The senior hind spoke to its mate “O stag. without you, how can the young fawns stay here? O lord, it was I who promised at the outset. So I shall go. Both of you stay here.” On hearing those words the junior hind spoke “I am your servant. Hence I go. You shall stay here.”

On hearing this, the stag said “I am going. Both of you stay here. Infants should be guarded and looked after by their mothers.” On hearing the words of their husband the two hinds did not consider it righteous. They lovingly told their husband, “Fie upon that life in widowhood.”

Then all of them consoled their fawns and entrusted them to the care of their neighbours. They went to the place where the hunter was waiting. The fawns too, on seeing all this followed them thinking. “Let what befalls them happen to us as well.”

On seeing them, the delighted hunter fitted the arrow on to his bow. Water and leaves of the Bilva fell onto Śiva again. Thanks to that, the worship of the fourth part of the night too became auspiciously performed. Thereafter his sins were reduced to ashes in a trice.

The two hinds and the stag said — “O excellent hunter, make our body purposeful. Be merciful to us.” On hearing their words the hunter was surprised. Thanks to the power of the worship of Siva, he acquired perfect knowledge inaccessible to others. The deer are blessed. Though devoid of knowledge, yet are ready to help others by offering their own bodies. What have I achieved despite being born a human being? I have nourished my body by torturing others. I reared my family by committing many sins every day. Alas! what will be my fate after committing these Sins? Sins have been committed by me ever since my birth. What goal shall I attain? *Fie, Fie upon my life!”

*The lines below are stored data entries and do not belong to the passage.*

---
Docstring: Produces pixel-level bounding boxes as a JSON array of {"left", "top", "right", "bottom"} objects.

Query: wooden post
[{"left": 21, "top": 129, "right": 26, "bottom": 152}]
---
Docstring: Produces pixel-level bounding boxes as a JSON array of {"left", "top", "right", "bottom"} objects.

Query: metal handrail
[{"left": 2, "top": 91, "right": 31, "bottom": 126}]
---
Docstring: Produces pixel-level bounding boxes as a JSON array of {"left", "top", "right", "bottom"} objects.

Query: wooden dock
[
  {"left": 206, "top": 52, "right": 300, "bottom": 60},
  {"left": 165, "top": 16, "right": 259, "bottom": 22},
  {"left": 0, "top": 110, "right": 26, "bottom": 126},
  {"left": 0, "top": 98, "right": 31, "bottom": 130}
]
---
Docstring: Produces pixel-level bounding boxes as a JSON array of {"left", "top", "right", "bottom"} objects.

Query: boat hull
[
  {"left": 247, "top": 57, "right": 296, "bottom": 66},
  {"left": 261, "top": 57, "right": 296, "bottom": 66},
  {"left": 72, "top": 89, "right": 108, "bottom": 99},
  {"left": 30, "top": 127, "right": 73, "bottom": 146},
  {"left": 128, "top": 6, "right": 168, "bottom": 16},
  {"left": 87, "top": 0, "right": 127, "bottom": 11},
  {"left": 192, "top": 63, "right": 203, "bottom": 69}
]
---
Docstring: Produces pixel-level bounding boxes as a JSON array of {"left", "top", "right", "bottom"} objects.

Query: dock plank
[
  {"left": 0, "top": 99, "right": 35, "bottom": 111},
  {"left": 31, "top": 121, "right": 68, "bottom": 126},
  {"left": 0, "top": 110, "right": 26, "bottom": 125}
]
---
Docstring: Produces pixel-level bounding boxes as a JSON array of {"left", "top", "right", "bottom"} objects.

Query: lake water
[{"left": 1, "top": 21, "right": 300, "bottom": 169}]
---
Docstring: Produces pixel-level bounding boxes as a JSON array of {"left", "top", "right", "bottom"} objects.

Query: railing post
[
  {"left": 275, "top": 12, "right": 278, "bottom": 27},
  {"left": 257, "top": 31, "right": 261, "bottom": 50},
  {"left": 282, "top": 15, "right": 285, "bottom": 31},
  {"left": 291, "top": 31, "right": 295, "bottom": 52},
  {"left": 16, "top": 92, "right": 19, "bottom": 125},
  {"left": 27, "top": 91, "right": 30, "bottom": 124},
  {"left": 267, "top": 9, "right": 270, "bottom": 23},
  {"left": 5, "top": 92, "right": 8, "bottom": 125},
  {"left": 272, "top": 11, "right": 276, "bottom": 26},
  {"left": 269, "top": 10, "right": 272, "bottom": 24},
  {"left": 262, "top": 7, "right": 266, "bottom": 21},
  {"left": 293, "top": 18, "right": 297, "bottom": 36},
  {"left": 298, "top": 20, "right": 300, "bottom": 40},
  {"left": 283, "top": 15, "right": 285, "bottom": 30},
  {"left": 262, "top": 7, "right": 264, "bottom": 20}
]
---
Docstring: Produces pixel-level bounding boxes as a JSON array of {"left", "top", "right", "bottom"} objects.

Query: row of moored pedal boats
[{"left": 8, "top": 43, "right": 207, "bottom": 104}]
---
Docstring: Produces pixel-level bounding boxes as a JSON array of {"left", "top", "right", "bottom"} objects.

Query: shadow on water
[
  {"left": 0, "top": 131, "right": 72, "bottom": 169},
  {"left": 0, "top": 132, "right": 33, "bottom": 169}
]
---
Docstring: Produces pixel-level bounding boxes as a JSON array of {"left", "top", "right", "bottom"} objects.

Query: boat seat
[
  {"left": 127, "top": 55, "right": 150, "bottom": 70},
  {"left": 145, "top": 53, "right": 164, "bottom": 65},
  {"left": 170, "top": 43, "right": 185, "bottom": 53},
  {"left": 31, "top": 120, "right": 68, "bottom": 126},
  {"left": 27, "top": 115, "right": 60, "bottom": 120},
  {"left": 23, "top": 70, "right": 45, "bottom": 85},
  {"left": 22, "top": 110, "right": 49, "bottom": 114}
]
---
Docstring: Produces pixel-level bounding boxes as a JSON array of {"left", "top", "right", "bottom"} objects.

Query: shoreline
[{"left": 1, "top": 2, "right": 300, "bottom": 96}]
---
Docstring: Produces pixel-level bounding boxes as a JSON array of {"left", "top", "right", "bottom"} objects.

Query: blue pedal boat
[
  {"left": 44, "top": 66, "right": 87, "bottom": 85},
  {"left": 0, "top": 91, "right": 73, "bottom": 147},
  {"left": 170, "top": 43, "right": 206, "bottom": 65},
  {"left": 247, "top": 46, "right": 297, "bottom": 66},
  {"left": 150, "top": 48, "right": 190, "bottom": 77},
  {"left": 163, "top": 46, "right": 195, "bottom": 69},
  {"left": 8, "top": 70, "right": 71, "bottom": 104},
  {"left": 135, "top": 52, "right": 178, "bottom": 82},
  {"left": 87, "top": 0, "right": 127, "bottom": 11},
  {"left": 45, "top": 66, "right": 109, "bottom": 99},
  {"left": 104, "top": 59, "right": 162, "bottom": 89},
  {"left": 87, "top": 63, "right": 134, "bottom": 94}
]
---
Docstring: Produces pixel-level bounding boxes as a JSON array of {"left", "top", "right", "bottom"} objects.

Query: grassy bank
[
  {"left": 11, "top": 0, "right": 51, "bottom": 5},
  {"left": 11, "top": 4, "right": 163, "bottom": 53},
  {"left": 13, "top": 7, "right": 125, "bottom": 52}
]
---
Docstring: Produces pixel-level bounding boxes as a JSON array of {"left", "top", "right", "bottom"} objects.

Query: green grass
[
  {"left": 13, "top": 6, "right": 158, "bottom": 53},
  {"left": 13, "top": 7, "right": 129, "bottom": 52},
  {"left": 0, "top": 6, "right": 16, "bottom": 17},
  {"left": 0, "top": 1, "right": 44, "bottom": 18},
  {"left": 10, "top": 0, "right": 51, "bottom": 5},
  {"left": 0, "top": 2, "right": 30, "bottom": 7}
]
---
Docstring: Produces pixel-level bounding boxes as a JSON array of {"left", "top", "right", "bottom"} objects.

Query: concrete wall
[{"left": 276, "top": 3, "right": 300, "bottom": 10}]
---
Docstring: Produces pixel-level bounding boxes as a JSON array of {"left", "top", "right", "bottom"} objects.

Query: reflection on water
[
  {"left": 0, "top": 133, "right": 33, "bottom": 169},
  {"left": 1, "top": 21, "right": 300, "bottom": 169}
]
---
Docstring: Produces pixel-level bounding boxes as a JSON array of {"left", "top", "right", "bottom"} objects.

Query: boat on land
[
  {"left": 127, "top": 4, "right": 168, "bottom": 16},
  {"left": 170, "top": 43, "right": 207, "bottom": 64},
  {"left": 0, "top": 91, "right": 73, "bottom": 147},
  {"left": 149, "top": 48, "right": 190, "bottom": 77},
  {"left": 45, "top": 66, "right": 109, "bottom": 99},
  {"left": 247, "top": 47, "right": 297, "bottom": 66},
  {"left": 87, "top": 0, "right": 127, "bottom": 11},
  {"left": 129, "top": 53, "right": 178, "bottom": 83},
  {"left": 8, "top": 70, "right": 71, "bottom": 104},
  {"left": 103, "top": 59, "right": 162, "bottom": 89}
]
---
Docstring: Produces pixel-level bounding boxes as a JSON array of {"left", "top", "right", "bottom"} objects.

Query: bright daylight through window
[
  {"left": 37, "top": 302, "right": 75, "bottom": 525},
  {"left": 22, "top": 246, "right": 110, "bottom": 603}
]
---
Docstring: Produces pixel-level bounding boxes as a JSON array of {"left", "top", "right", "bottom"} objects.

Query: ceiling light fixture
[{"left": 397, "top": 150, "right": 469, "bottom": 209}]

Acquiring perfect knowledge thus, he withdrew the arrow and explained: “O excellent deer! you are all blessed. You can safely go back.”

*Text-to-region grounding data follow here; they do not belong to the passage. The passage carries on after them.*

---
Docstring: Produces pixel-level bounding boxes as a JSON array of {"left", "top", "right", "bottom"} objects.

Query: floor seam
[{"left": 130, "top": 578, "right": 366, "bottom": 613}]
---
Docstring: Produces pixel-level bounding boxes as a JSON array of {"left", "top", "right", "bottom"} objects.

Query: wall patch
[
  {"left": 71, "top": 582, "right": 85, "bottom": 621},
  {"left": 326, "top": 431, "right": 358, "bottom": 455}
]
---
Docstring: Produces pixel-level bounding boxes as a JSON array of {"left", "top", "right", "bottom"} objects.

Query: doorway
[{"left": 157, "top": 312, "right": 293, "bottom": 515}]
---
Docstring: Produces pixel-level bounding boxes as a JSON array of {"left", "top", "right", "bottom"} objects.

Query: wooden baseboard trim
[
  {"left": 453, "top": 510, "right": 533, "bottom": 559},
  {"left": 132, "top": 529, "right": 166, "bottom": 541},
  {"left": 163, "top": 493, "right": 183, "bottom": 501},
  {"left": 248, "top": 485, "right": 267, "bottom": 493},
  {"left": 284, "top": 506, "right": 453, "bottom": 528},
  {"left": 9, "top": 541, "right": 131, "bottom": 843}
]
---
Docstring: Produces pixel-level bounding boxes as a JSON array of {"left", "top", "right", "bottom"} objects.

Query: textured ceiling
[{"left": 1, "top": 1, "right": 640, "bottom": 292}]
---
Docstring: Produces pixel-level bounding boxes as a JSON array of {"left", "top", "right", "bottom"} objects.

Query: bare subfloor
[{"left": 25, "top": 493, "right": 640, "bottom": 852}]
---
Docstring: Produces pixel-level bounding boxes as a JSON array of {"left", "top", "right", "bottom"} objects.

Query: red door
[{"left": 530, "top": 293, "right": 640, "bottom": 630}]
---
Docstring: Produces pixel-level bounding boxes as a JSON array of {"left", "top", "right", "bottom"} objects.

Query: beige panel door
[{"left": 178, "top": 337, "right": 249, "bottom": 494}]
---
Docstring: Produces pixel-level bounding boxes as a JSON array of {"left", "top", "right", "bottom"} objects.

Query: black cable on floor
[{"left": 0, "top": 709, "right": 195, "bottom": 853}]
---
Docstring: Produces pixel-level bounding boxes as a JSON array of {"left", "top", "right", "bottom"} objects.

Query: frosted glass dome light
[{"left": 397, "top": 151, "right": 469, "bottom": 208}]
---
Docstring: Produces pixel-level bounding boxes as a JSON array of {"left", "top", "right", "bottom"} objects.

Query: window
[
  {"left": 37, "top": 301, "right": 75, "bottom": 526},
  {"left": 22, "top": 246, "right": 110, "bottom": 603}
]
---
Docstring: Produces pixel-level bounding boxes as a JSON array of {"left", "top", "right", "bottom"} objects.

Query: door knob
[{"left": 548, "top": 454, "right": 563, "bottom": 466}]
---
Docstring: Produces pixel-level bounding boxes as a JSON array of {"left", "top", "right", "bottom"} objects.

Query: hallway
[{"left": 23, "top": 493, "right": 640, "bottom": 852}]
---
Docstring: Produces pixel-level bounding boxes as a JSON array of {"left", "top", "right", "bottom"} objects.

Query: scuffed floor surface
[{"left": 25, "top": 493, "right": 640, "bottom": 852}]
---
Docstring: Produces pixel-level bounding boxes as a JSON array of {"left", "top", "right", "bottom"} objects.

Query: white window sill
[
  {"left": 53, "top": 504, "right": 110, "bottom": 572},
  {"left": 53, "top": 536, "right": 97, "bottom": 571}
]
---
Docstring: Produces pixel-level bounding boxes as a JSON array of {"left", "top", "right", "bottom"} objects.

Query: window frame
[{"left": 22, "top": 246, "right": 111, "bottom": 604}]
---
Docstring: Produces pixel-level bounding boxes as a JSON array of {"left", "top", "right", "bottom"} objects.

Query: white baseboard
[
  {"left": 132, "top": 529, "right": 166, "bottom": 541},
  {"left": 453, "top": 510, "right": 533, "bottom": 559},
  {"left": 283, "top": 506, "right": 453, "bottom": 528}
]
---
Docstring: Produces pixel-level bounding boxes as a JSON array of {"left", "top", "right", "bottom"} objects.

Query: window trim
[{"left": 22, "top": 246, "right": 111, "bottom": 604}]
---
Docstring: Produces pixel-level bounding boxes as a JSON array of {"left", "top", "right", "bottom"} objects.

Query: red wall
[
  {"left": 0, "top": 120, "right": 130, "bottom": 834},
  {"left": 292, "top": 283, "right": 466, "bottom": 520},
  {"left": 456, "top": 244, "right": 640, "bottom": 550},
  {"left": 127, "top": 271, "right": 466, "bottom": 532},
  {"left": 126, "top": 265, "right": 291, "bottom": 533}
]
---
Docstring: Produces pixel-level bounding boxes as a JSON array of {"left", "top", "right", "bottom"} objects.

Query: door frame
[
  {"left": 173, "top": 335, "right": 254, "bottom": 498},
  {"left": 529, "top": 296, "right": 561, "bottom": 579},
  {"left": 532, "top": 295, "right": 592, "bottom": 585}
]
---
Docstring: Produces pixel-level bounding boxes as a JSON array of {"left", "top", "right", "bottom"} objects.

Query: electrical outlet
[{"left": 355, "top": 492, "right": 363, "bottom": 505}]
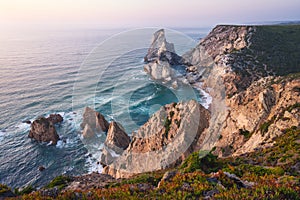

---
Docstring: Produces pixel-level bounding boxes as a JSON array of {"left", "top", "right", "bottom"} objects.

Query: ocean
[{"left": 0, "top": 27, "right": 210, "bottom": 188}]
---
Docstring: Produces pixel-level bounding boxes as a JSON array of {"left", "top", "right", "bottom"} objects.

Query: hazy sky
[{"left": 0, "top": 0, "right": 300, "bottom": 29}]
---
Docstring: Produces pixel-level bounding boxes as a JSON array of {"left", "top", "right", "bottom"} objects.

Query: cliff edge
[{"left": 185, "top": 24, "right": 300, "bottom": 157}]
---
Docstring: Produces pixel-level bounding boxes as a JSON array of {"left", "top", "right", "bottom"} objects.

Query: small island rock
[{"left": 28, "top": 117, "right": 60, "bottom": 145}]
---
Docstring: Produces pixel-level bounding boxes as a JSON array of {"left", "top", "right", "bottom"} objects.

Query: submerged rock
[
  {"left": 28, "top": 117, "right": 60, "bottom": 145},
  {"left": 39, "top": 166, "right": 46, "bottom": 171},
  {"left": 0, "top": 184, "right": 16, "bottom": 198},
  {"left": 22, "top": 120, "right": 31, "bottom": 124}
]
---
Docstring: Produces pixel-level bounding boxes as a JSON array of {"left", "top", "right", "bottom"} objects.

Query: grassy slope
[{"left": 248, "top": 25, "right": 300, "bottom": 76}]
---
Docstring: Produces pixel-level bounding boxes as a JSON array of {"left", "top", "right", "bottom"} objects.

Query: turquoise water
[{"left": 0, "top": 27, "right": 210, "bottom": 188}]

When he said this, Śiva became delighted. He revealed his form that is worshipped and honoured by the good. Touching him mercifully Śiva spoke lovingly the hunter, “O hunter, I am delighted at your vrata. Ask for the boon you wish to have.” On seeing Śiva’s form, the hunter became liberated in a trice. He fell at Siva’s feet saying, “Everything has been attained by me now.”

Śiva, delighted in his mind, gave the hunter the name Guha. Glancing at him mercifully he gave him a divine boon.

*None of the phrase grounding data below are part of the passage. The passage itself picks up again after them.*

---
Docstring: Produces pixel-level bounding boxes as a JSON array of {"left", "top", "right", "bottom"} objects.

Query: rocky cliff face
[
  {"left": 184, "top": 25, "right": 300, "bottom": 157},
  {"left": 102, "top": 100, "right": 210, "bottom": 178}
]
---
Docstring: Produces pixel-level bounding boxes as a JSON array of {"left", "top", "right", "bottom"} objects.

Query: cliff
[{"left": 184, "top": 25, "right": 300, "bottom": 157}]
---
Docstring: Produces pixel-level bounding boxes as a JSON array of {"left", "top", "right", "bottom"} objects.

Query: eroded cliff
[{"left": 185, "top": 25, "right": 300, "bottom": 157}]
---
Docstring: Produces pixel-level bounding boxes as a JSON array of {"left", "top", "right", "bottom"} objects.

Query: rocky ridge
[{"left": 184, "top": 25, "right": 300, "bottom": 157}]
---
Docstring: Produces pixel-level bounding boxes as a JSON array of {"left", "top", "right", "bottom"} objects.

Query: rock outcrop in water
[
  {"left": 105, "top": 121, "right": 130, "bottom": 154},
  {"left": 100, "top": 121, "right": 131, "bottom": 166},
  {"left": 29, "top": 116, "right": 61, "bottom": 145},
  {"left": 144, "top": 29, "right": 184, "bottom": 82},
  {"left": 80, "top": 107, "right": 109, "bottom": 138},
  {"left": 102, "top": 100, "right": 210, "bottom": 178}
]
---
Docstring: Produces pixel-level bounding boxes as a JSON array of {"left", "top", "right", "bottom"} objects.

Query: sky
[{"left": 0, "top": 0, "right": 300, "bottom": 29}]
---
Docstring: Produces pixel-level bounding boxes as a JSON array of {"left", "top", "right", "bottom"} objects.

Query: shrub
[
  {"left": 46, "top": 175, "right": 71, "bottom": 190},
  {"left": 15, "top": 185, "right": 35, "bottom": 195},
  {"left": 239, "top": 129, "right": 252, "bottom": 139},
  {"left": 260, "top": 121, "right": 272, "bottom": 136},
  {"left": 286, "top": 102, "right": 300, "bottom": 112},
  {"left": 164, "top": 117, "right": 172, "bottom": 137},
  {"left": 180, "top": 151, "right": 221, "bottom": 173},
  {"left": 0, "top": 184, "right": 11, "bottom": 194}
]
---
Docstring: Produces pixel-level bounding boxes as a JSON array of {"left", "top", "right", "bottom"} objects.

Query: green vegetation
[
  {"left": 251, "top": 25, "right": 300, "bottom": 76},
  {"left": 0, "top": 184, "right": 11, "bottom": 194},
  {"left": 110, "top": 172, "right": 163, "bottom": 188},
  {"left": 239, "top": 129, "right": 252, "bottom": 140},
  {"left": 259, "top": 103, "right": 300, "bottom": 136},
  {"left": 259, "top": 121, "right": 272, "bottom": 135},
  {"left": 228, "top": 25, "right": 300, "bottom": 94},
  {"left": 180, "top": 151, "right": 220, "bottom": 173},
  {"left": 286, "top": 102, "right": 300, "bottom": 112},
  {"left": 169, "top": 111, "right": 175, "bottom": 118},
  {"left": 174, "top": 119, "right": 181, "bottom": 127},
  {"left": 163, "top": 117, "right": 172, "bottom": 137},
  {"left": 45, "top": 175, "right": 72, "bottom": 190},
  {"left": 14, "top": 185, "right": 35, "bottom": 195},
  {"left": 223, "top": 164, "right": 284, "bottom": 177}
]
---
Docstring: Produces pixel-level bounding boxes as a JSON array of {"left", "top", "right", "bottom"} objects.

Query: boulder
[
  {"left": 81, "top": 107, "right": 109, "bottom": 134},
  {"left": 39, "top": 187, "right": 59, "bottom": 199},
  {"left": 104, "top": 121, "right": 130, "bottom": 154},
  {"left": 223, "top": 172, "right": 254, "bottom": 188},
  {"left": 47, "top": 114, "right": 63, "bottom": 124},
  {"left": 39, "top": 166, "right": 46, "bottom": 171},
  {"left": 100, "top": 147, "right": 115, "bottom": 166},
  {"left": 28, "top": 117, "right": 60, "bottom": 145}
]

Śiva said: “O hunter, listen. Have your capital at Śṛṅgaverapura and enjoy divine pleasures at your will. Your race shall fourish without any calamity. O hunter, certainly Lord Rāma praised even by the Gods will come to your house and make an alliance with you. Cooperating with my devotee, your mind indulged in rendering service to me, you will attain salvation rare to others.”

Having viewed Śiva, the deer bowed to him and attained liberation from their birth as deer. They acquired divine bodies, ascended the aerial chariot and went away. Released from curse at the very sight of Śiva, they attained heaven.

From that day on, the hunter attained godly pleasures and being favoured by the god attained Sāyujya* salvation with Śiva. Despite performing this rite in utter ignorance he attained Sāyujya; what about those who are endowed with devotion?They will surely attain complete identity with the lord.

After considering all śāstras, and the sacred rites enjoined by these Śivarātrivrata, has been glorified as the most excellent. Different vratas, various holy pilgrimages, gifts, diverse sacrifices, austerities and japas, are not equal to Śivarātrivrata.

Hence this auspicious vrata shall be performed by those who wish for beneficence. Śivarātrivrata is divine and it always yields both worldly pleasures and salvation.

*Sāyujya is a type of mokṣa which refers to the merging of individual’s soul into the body of God and their identification of themselves with the enjoyment of God in His own body.